I'm new and reading a lot so there might be a perfectly good explaination but from what I gather you're using a soil that apparently works from seed to harvest.
I don't understand how one soil can do it all.
If the plants at the start require more N which they do the medium needs to provide it, if you have too much PK you can induse early flowering in some cases but either way you would need a ratio higher in N at the start. If the soil is an all in one how can it contain the correct balance in N and PK through out the life of the plant?
For example during flowering you need more PK and during grow you need N. What brand is the soil I'd like to read into it a bit.
Another concern I have is nutrient consumption. As a plant grows it uses up different elements that aren't just PK or N but also cal, mag, zinc and other stuff (long list) but as it's growing those nutrients are being taken out of the soil unevenly and not replaced with anything else. It's there food for a good couple months and it seems like that soil is very very high in nutrients which would logically be very very bad for seedlings and plants in there early growth. Seedlings don't need anywhere the same amount as a fully grown plant but your medium apparently provideds both. I just don't understand that.

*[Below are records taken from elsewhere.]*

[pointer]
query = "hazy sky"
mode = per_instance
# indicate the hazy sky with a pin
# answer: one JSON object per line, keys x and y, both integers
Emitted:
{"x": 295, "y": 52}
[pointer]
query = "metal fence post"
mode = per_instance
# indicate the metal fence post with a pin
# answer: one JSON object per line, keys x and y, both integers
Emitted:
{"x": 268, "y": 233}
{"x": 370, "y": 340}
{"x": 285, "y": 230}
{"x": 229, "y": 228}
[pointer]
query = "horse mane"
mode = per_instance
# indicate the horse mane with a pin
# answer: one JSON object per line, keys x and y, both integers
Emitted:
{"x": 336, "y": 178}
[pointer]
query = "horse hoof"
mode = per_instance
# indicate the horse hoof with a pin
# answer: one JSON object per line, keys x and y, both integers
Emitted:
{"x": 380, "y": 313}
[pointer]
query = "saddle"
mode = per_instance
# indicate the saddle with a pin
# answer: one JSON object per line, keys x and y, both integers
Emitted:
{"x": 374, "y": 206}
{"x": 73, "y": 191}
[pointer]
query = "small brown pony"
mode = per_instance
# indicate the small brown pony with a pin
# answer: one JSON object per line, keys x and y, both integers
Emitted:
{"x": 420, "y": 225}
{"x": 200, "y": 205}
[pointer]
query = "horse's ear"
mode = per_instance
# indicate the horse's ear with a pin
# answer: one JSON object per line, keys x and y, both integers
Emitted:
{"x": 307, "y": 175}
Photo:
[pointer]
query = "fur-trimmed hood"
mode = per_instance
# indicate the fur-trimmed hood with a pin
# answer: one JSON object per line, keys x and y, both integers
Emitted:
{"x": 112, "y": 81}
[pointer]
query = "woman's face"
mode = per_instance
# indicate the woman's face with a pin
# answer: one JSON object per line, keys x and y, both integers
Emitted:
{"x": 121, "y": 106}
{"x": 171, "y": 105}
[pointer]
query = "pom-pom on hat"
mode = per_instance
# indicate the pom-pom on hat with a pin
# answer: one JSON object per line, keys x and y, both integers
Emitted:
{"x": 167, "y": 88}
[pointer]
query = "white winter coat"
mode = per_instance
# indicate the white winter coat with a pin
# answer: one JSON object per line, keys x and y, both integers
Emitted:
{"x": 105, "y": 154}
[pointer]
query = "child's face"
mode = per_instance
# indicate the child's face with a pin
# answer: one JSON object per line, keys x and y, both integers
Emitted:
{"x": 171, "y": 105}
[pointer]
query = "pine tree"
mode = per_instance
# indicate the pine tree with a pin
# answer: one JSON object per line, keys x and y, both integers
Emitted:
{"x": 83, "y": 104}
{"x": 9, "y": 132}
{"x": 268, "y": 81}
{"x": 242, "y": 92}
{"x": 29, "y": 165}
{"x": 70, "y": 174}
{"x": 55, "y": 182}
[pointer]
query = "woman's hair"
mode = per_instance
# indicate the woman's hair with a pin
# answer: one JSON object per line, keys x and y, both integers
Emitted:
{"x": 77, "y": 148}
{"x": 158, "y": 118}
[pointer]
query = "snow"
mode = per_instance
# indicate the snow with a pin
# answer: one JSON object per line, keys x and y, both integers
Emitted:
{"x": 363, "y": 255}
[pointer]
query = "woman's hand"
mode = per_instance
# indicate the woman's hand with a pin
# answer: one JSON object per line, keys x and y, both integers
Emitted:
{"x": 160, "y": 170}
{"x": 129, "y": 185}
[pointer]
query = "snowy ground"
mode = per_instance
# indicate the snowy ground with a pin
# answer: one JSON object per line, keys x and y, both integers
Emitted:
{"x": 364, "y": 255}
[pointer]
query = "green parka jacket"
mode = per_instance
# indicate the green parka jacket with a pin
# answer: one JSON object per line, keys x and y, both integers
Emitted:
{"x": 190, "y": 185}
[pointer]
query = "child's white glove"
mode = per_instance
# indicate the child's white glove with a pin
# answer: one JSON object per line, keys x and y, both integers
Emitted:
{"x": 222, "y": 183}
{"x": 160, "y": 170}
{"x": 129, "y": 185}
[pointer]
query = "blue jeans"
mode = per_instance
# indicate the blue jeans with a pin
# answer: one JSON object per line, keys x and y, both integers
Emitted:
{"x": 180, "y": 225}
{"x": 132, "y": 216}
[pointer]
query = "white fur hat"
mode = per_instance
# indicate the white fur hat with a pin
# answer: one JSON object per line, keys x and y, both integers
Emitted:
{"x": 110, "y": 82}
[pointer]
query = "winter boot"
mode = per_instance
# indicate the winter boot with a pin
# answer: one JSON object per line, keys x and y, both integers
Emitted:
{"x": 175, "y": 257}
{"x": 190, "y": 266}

But from a person who has just finished reading up about nutrients and what's required during the different processes I don't understand how one soil can contain it all and be efficient and effective.
I guess you would have to constantly be changing the PH of the soil to force certain nutrients into the plant? But that seems more of a pain then anything else and something fairly hard to maintain over several plants in different pots.
Does anyone get what I mean or am I just being a noob?
Each to there own I guess but I'd recommend learning about soil management and how to put in the right nutrients then going with an all in one soil that from what you say seems to be producing undiserable results.